Au fil des années, Josep Lluis Trapero s’est forgé une certaine vision de la police. En 2011, après les rassemblements des Indignés place de la Catalogne, à Barcelone, et les violences policières qui ont suivi, il déclare que la société ne tolère plus les images d’un policier frappant un manifestant. Fait rare, il s’excusera publiquement auprès d’une manifestante ayant perdu son oeil suite au tir d’un flash-ball en 2012.

L’enquête qui inquiète aujourd’hui Trapero, ainsi qu’une de ses subalternes et deux dirigeants d’associations indépendantistes, porte sur des faits survenus le 20 septembre, lorsque l’arrestation de 14 hauts responsables de l’exécutif séparatiste catalan avait provoqué d’importantes manifestations contre la Garde civile nationale à Barcelone. Les gardes civils n’avaient pas pu sortir du bâtiment avant le petit matin et les manifestants s’en étaient pris à leurs voitures. Les Mossos d’Esquadra ont été accusés de ne pas être intervenus assez vite.

On leur reproche également de ne pas avoir empêché l’ouverture des bureaux de vote lors du référendum d’autodétermination interdit de dimanche. Le 12 septembre, lors d’une réunion, Josep Lluis Trapero avait pourtant reçu l’ordre de s’exécuter.

Chapeau de paille et chemise hawaïenne

Celui qui est dépeint comme un leader charismatique était jusque-là resté loin des caméras. Une seule controverse était venue noircir le tableau. En août 2016, il est photographié lors d’une soirée privéeavec Carles Puigdemont, à Cadaquès. Ces images de lui en chapeau de paille, chemise hawaïenne ouvrent un débat sur la neutralité de la police de la région et sur son indépendance. Mais elles lui permettent aussi d’obtenir le soutien de beaucoup de Catalans sur les réseaux sociaux.
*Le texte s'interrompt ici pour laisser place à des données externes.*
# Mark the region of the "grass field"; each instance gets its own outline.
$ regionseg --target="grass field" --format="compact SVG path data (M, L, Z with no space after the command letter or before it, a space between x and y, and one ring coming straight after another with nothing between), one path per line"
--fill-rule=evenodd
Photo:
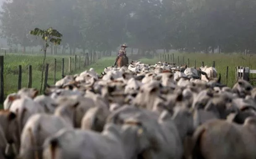
M227 85L232 87L235 83L235 67L237 66L249 67L251 69L256 69L256 58L255 55L251 56L240 55L232 55L214 54L175 54L175 62L177 62L178 56L179 57L179 64L182 63L183 56L184 56L184 63L187 64L188 59L190 59L190 66L194 66L194 61L196 60L197 67L201 66L201 62L204 62L205 66L212 66L213 61L216 61L215 67L218 72L222 74L222 81L225 83L225 74L227 66L229 67L228 81ZM53 85L54 59L57 62L57 80L61 78L61 59L65 58L65 74L68 74L68 57L66 55L47 55L46 62L49 63L49 72L48 73L48 83ZM92 67L98 73L102 72L104 68L113 64L115 57L105 57L101 59L96 63L90 65L88 68L84 69L84 59L81 58L81 69L78 69L78 57L77 64L77 70L74 71L74 56L72 58L72 69L71 74L79 73L86 69ZM130 59L131 60L131 59ZM141 59L142 62L147 64L154 64L158 59ZM42 63L42 56L39 55L19 55L7 54L4 57L4 90L5 97L8 94L16 92L18 89L18 66L22 65L22 87L27 87L28 82L28 67L31 64L32 68L32 87L40 89L41 82L41 71Z

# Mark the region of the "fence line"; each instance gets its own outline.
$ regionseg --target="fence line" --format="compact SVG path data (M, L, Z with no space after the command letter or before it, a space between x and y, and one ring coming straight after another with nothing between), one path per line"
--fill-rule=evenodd
M94 63L99 59L100 59L102 57L102 55L96 52L93 53L91 54L89 56L88 53L84 54L82 56L84 58L83 64L83 68L86 68L91 64ZM77 62L77 56L75 55L74 56L74 60L73 61L74 68L71 67L72 64L72 58L71 56L68 58L68 72L69 74L72 73L73 71L76 71L77 70L77 69L81 70L81 56L79 55L78 57L78 64ZM159 61L166 61L167 62L171 62L172 63L175 63L175 62L177 62L177 64L180 65L182 64L182 65L185 64L185 57L183 56L182 57L182 63L181 62L180 62L180 58L179 56L177 56L176 58L175 58L174 54L172 54L172 55L169 54L155 54L154 55L154 58L156 59L158 59ZM176 59L176 60L175 60ZM4 101L4 80L3 80L3 63L4 63L4 56L0 56L0 103L2 104ZM65 66L65 62L67 63L68 62L65 62L65 59L62 58L61 61L61 78L63 78L65 76L64 74L64 69ZM194 67L196 68L196 60L194 61L194 66L191 67ZM189 59L188 59L187 66L188 67L190 67L190 61ZM57 69L57 60L56 59L54 59L54 74L53 74L53 81L54 83L56 83L57 78L56 78L56 69ZM78 64L78 67L77 67ZM193 65L193 64L192 64ZM43 85L43 90L44 90L46 88L47 85L47 82L48 80L48 75L49 72L49 63L46 64L46 69L44 73L44 84ZM202 62L202 67L204 66L204 62ZM216 66L215 61L214 61L212 62L212 67L215 67ZM18 90L20 89L21 88L21 77L22 77L22 71L21 71L22 66L18 66ZM31 88L32 84L32 68L31 65L30 65L29 66L29 78L28 78L28 84L27 87L29 88ZM226 72L226 84L228 83L228 67L227 67L227 71Z
M69 74L72 73L73 72L76 71L78 70L81 70L81 68L87 68L89 65L95 63L98 60L102 58L102 56L100 54L98 54L94 52L91 54L90 58L89 58L89 54L88 53L84 54L82 56L78 56L78 62L77 61L78 55L75 55L74 56L74 60L73 61L74 68L71 67L72 64L72 58L71 56L68 58L68 71L67 73ZM0 104L3 104L4 101L4 56L0 56ZM84 58L84 62L83 67L81 67L81 57ZM54 72L53 72L53 82L54 84L56 82L57 78L56 77L56 69L57 69L57 62L56 59L54 59ZM44 91L47 86L47 80L48 79L48 72L49 68L49 64L48 63L45 64L44 66L45 70L44 73L44 83L43 84L43 91ZM20 90L22 87L22 66L18 65L18 90ZM64 78L65 77L64 69L65 68L65 58L63 58L61 61L61 78ZM32 85L32 67L31 65L29 65L28 67L28 83L27 85L28 88L31 88Z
Détracteurs ou partisans, Josep Lluis Trapero ne laisse aucun Espagnol indifférent. En quelques mois au poste de chef de police, il s’est fait connaître pour son franc-parler. En juillet dernier, il suggérait ainsi que les millennials, les jeunes nés entre 1980 et 1995, étaient « largement qualifiés » pour diriger la police catalane, en prévenant tout de même qu’ils étaient « peu patient », avaient « une faible tolérance à la frustration » et « un manque de loyauté et d’engagement », selon El Pais.

« Une question en catalan, je réponds en catalan »

Un autre événement viendra finir d’asseoir sa popularité dans la région : l’attentat des Ramblas de Barcelone en août dernier. C’est lui qui dirigera les enquêtes et les multiples conférences de presse, reconnu pour son professionnalisme. Lorsqu’un journaliste lui demande si les migrants qui arrivent en Catalogne sont « une menace ou de possibles terroristes », il assure qu’il ne se « permet jamais de dire qu’un immigrant est une menace », selon Catalan News qui rapporte ses propos.

Le journal raconte une autre anecdote. Alors que la police vient de tuer le terroriste des Ramblas, Josep Lluis Trapero répond à une question en catalan lors d’une conférence de presse. Un journaliste hollandais l’interrompt lui demandant de parler en espagnol. Le chef de police ne s’exécute pas. Au contraire: « Quand on me pose une question en catalan, je réponds en catalan, quand on me pose une question en espagnol, je réponds en espagnol ».

Le journaliste finira par quitter la salle. Plein d’ironie, Josep Lluis Trapero de rétorquer en espagnol, puis en catalan: « Bueno, pues molt bé, pues adios ». Soit « eh bien, alors eh bien, alors au revoir ».